HUMBLE.” has taken home multiple awards, including a Grammy Award for Best Music Video and Video Of The Year at the MTV Video Music Awards. The accolades are well-earned: The cinematic clip’s rich symbolism is striking, while the camera nuances — such as capturing all 360 degrees of a Lamar bike ride via a GoPro Omni and sequencing them like a globe — add even more thematic layers.

Although “Humble.” was co-directed with the Little Homies (a.k.a. Lamar and Top Dawg Entertainment president Dave Free), Meyers is quick to credit his collaborators as being integral to the clip’s execution. “Co-directing isn’t really what you think it is,” he told The Atlantic. “Any time I’ve shared co-direction, it’s always usually an acknowledgment that the artist is there and present in the creativity. So I’m in a sense collaborating with him in the creation of the idea.”

Ariana Grande — “No Tears Left to Cry” (2018)

The Sweetener era began with this technology-aided marvel. The clip revolves mostly around a nighttime cityscape full of buildings stacked at all angles, defying the laws of physics and gravity. From there, to illustrate further the disorienting feeling of navigating through a breakup, Grande does a handstand on a fire escape ladder, sits on the ceiling perpendicular to the floor and then walks down a wall, and even floats off the edge of a building. Later in the clip, Grande illuminates the idea of starting over by removing her face and choosing a new one from a selection of similar visages. The net effect is dizzying and disconcerting, but thought-provoking.
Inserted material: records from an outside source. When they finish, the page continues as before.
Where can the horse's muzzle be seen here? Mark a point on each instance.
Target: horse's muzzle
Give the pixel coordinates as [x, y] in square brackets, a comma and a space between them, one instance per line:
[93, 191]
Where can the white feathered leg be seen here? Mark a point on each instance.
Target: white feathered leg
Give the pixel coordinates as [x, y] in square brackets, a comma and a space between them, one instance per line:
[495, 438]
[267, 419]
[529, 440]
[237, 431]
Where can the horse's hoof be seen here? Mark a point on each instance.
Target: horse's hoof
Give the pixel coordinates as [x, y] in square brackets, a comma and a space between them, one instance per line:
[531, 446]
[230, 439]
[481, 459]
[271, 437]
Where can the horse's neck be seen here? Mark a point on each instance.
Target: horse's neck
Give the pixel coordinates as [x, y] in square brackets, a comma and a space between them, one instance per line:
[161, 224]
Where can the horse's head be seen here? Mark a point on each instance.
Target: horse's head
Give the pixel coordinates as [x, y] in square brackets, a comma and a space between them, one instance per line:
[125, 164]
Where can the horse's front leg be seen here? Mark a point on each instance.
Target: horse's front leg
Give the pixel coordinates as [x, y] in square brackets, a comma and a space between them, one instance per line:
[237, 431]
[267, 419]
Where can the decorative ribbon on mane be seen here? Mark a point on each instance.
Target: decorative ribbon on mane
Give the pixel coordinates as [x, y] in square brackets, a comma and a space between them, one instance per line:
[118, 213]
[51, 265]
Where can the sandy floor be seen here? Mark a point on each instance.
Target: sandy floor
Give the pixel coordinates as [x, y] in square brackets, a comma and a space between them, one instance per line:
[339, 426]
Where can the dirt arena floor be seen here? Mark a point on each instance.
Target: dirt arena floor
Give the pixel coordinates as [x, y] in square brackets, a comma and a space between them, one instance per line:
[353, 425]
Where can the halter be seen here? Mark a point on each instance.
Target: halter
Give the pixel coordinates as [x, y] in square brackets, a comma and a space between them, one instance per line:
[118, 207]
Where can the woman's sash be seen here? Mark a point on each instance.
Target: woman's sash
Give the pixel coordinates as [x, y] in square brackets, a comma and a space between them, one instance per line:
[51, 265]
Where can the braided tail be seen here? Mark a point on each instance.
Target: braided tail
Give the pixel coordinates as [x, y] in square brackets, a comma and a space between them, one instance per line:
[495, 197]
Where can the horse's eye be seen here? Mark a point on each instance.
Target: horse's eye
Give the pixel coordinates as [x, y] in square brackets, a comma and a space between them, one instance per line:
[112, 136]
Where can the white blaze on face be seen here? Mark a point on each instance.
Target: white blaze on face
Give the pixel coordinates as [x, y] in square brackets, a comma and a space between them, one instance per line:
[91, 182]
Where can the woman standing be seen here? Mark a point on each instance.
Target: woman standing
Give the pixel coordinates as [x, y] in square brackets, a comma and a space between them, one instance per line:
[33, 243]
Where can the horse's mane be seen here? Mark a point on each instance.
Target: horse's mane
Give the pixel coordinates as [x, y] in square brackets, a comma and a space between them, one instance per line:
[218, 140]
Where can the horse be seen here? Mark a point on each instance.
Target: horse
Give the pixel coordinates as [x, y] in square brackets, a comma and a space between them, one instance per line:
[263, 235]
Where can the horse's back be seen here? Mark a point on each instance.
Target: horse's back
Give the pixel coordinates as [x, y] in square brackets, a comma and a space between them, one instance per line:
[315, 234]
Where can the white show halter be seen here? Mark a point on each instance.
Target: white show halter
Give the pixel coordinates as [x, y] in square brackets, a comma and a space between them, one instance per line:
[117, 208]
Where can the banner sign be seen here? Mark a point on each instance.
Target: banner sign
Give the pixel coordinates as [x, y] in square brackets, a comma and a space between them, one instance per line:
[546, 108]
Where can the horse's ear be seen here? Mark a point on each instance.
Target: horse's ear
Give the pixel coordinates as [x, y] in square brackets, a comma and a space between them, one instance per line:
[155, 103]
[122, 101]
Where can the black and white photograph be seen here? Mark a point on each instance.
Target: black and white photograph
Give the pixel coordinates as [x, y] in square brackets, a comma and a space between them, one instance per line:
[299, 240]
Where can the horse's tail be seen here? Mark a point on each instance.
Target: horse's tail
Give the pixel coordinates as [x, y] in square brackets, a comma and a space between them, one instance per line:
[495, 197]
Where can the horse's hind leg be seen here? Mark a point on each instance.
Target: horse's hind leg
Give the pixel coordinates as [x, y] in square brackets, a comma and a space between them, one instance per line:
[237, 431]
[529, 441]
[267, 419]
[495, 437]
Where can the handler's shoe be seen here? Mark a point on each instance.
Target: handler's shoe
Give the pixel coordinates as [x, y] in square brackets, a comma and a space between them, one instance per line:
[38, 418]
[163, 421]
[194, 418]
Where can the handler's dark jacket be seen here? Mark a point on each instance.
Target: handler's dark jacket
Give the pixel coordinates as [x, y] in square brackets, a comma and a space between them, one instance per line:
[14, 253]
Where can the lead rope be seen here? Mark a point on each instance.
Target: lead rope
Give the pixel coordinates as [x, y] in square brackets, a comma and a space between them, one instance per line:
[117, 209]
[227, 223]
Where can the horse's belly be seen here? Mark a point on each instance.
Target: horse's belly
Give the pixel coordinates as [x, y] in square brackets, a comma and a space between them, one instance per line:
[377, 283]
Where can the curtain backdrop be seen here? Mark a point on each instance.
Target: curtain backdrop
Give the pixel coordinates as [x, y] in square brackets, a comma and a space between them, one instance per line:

Travis Scott — “Sicko Mode” (2018)

Sicko Mode,” which Meyers co-directed with Scott, captures the horror-meets-fun-house vibe of Astroworld. The mesmerizing clip plays liberally with perspectives — at one point, the rapper gets larger and smaller, Alice In Wonderland-style, as the camera wobbles, while guest Drake is filmed hurtling through computerized space and someone else is crushed by an asteroid — and surreal scenes, such as a woman shrouded in blacklight paint and computer effects that render Scott blurry and dissolving.
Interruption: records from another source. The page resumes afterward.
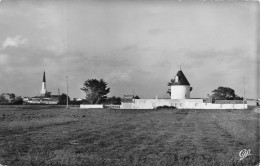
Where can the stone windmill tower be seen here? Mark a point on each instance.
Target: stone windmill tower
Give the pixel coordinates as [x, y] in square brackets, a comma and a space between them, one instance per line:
[180, 88]
[43, 90]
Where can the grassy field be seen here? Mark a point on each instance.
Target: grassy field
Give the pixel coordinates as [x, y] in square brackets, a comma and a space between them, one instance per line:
[40, 135]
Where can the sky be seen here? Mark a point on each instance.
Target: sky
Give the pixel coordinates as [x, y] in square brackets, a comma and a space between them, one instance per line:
[135, 46]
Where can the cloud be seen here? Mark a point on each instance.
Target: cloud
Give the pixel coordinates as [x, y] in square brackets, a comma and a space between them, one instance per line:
[118, 76]
[14, 42]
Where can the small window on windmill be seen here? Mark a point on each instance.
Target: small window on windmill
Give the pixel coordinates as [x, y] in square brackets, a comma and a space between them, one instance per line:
[176, 79]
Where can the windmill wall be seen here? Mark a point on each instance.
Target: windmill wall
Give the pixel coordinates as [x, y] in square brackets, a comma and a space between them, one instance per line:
[178, 103]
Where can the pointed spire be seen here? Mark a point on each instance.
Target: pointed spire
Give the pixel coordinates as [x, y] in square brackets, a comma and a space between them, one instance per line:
[44, 80]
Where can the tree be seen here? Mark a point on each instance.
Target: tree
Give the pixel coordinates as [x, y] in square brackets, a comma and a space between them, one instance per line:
[96, 90]
[63, 99]
[18, 101]
[225, 93]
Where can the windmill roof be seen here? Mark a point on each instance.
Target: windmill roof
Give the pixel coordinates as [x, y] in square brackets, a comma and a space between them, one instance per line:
[182, 80]
[44, 80]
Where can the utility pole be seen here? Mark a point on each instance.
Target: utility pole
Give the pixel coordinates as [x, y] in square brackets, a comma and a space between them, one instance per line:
[67, 93]
[244, 92]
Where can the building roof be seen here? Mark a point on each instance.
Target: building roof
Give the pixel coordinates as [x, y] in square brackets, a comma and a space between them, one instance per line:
[181, 80]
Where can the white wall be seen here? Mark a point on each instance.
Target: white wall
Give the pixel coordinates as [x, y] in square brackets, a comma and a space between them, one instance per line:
[180, 92]
[91, 106]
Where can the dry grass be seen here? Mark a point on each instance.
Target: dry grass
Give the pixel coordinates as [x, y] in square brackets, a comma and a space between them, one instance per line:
[58, 136]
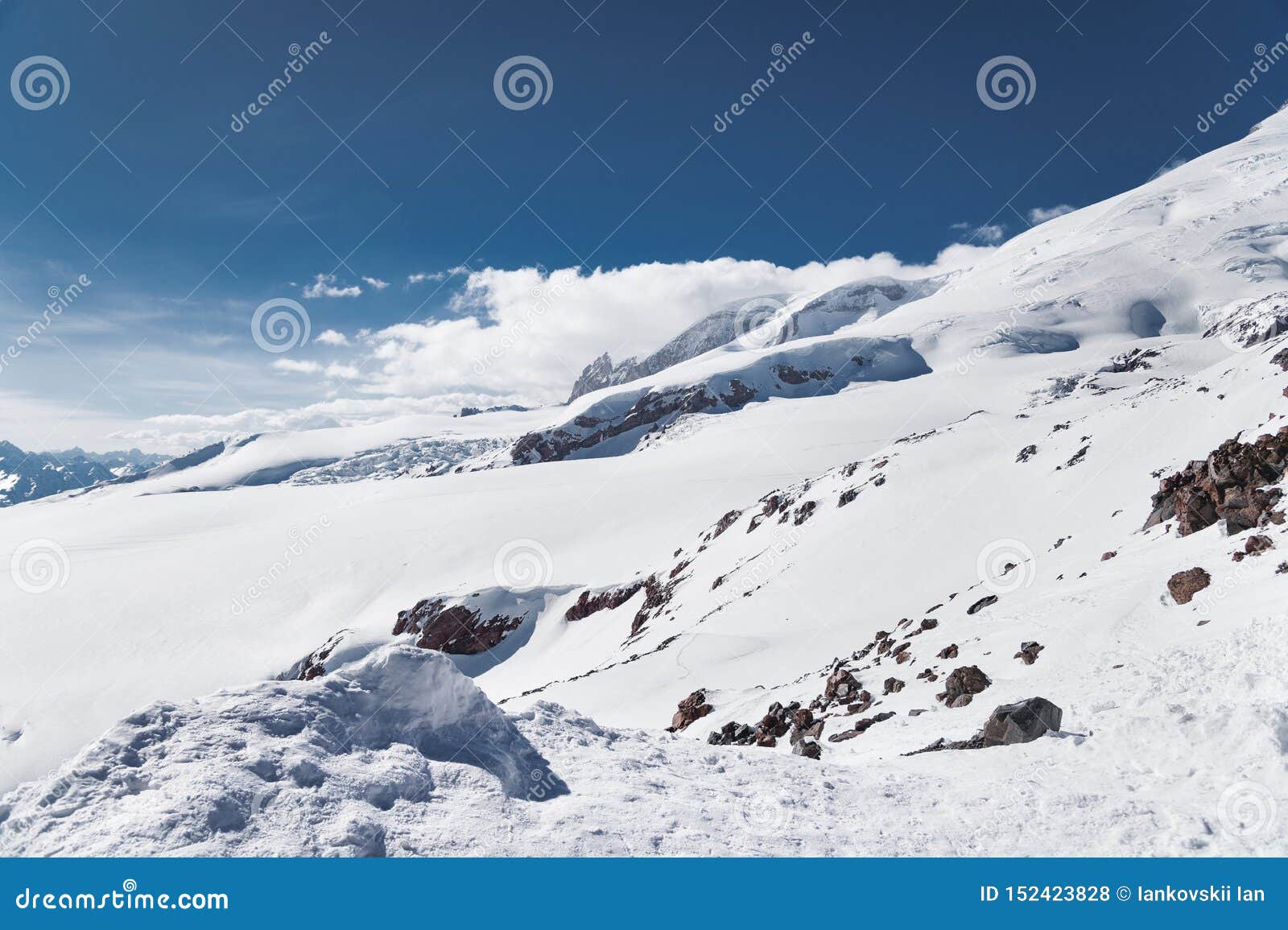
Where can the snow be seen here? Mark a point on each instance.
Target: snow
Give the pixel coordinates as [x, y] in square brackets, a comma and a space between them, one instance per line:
[1174, 736]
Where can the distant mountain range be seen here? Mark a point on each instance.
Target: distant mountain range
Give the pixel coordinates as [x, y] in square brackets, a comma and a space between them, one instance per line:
[30, 476]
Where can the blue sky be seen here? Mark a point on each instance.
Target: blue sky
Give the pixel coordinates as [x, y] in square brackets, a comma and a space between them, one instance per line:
[390, 155]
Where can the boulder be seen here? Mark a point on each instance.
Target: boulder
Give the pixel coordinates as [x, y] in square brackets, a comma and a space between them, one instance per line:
[1230, 485]
[693, 708]
[965, 680]
[809, 749]
[1028, 652]
[1184, 585]
[1022, 723]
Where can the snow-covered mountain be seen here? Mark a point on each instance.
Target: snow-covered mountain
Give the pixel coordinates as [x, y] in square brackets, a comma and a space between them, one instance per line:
[991, 560]
[31, 476]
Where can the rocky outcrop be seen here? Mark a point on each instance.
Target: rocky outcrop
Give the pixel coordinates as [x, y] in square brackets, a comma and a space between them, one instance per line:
[1256, 545]
[1028, 652]
[1022, 721]
[693, 708]
[1230, 485]
[964, 683]
[1184, 585]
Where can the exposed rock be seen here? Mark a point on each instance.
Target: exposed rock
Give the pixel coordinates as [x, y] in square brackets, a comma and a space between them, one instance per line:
[603, 601]
[809, 749]
[840, 685]
[693, 708]
[1028, 652]
[969, 679]
[1008, 725]
[1230, 485]
[1022, 723]
[1256, 545]
[1185, 585]
[457, 630]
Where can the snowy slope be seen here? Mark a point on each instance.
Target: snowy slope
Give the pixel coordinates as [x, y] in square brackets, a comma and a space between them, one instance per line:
[1022, 414]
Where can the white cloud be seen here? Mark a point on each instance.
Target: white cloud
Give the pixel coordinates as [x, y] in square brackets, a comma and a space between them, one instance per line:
[296, 367]
[422, 277]
[332, 337]
[528, 333]
[989, 234]
[522, 337]
[325, 286]
[1041, 214]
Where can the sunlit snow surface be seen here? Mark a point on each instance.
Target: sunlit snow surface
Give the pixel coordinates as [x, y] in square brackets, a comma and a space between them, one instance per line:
[1174, 715]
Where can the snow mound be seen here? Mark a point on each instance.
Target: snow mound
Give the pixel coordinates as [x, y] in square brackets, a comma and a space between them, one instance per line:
[300, 766]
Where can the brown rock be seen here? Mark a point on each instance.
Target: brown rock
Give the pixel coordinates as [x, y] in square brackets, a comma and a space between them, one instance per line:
[1028, 652]
[1185, 585]
[1229, 485]
[693, 708]
[965, 680]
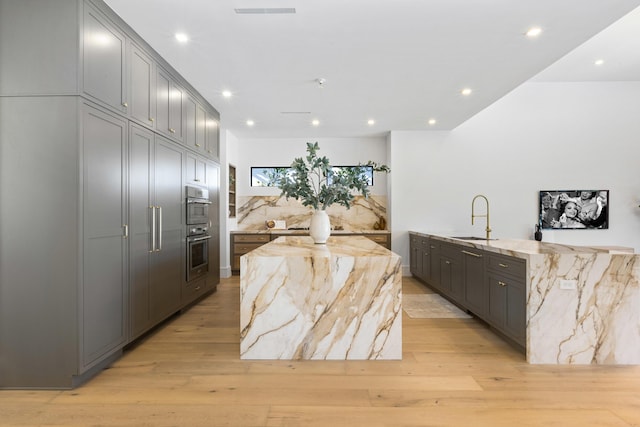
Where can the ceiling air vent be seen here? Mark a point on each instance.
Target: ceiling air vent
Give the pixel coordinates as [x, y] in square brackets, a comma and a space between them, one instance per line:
[266, 10]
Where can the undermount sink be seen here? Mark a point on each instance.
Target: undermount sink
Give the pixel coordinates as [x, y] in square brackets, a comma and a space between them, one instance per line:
[470, 238]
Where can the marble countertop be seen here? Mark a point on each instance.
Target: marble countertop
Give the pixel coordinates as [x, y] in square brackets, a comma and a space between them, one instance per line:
[523, 248]
[336, 246]
[306, 232]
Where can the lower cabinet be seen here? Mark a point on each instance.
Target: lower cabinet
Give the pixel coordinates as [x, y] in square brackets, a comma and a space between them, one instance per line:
[491, 286]
[473, 267]
[451, 271]
[506, 306]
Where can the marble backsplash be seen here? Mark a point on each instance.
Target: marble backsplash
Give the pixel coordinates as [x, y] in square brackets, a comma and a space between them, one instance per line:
[364, 214]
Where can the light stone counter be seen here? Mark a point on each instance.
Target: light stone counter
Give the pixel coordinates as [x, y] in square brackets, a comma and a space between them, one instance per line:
[598, 322]
[339, 301]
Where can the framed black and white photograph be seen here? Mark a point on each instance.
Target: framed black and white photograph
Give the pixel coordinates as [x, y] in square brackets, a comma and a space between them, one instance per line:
[574, 209]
Billie Eilish — “Bad Guy” (2019)

Meyers draws on inspiration from his entire body of work for the “Bad Guy” video. Its dazzling backdrops and blocky color schemes exude cartoonish ’90s vibes, while Eilish’s confidence and defiant attitude conjure his larger-than-life, early ’00s hip-hop clips. Best of all, Meyers’ ensures Eilish’s personality shines through: The pop star — who sports an array of oversized fashions in rainbow hues, to match the scenes — is sullen and playful, and darkly funny as she waterboards a guy with milk, nonchalantly sings with a bloody nose, and sasses every adult in her path. It’s both very 2019 and also retro — a perfect encapsulation of Eilish’s own musical approach.

Some artists covered here are Warner Music artists. Uproxx is an independent subsidiary of Warner Music Group.